Os resultados aqui apresentados provêm de um inquérito, concluído em 1994, sobre as relações entre residentes e emigrantes. A amostra, probabilística, abrangeu 509 eleitores dos concelhos de Braga (367) e de Melgaço (142), estratificados por três grupos de posições sociais: 184 das novas classes médias diplomadas (professores, enfermeiros, assistentes sociais, educadores), 163 das classes médias independentes (comerciantes, artesãos e pequenos patrões) e 162 operários. Entre outras questões, pedia-se aos inquiridos que se pronunciassem, através de escalas de intensidade ou de concordância, acerca de atributos expressos em adjectivos ou frases, referentes aos emigrantes. Com base nas respostas obtidas, podemos distinguir dois blocos de atributos, consoante propiciam convergências ou cavam clivagens entre as diversas classes e níveis de instrução.
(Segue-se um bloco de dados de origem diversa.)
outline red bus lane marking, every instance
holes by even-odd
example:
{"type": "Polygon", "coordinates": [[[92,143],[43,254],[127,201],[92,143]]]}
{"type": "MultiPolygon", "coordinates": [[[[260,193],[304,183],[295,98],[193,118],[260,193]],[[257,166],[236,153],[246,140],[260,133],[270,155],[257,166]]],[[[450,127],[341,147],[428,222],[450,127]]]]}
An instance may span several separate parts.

O primeiro pode, por sua vez, subdividir-se em quatro grupos de atributos alusivos: 1) à "saga" da emigração, 2) à visibilidade, ao exibicionismo e às pretensões dos emigrantes, 3) à sua sobrevalorização do dinheiro e 4) ao seu "estrangeirismo".

A capacidade de trabalho constitui uma imagem de marca do emigrante português, no país e no estrangeiro. A garra, a coragem, a ambição e, até certo ponto, a teimosia fazem parte do seu percurso de vida. Para "dar o salto" é preciso ousadia e para enfrentar agruras e vicissitudes em terra alheia faz falta desenvoltura, perseverança e espírito de sacrifício. Nestes rasgos, consensuais, concentra-se a "gesta do emigrante", patente nos romances, filmes, canções e homenagens. Associando estes traços ao perfil do emigrante, na mente de muitos perfila-se, aliás, a ideia de que foram os mais trabalhadores e audazes e os menos resignados que engrossaram o caudal da emigração. Vida atribulada, mas alegre. Ambiciosos, mas honestos. Se é certo que procuram subir na vida, fazem-no pelos seus próprios meios, com muito esforço e aforro. Quanto à alegria, trata-se, porventura, de uma impressão motivada pela exuberância testemunhada em tempo de férias.

A visibilidade, o exibicionismo e o exagero das pretensões dos emigrantes constituem três dimensões interligadas. Quase todos os inquiridos concordam que "se reconhece facilmente um emigrante". "Estejam onde estiverem dá-se pela sua presença", devido às suas indisfarçáveis particularidades (e.g., os automóveis ou as formas de falar) mas também à sua "arrogância" e excesso. No Verão, os emigrantes parecem transvazar do seu ser ("onde estão dois ou três parecem vinte"), avolumam-se subvertendo o quotidiano dos residentes. Até nas estradas os carros são demais e os emigrantes um perigo! As próprias casas, "mais para mostrar do que para usar", são encaradas como participando desta espécie de incontinência ostentatória. Se acerca da generosidade e do esbanjamento dos emigrantes as opiniões se dividem, logo se reúnem na crítica da sua relação com o dinheiro. Tidos como gente de posses, os emigrantes são acusados de sobrestimar o seu valor e alcance. Obcecados, "só vivem para o dinheiro", acabam por acreditar, inclusive, que o dinheiro pode comprar tudo. Outro altar que os residentes se mostram renitentes em venerar é o do "estrangeiro". Para os emigrantes, só o que é estrangeiro é que é bom. A prova são as casas que, copiadas de além-fronteiras, saltam à vista na paisagem. O estrangeirismo que pior cai prende-se, no entanto, com a linguagem. Um português a falar "sabe-se lá o quê" entre compatriotas, na terra natal, eis uma anomalia perante a qual os residentes não transigem. Inquiridos sobre o motivo deste uso, a maioria (65%) indica o exibicionismo.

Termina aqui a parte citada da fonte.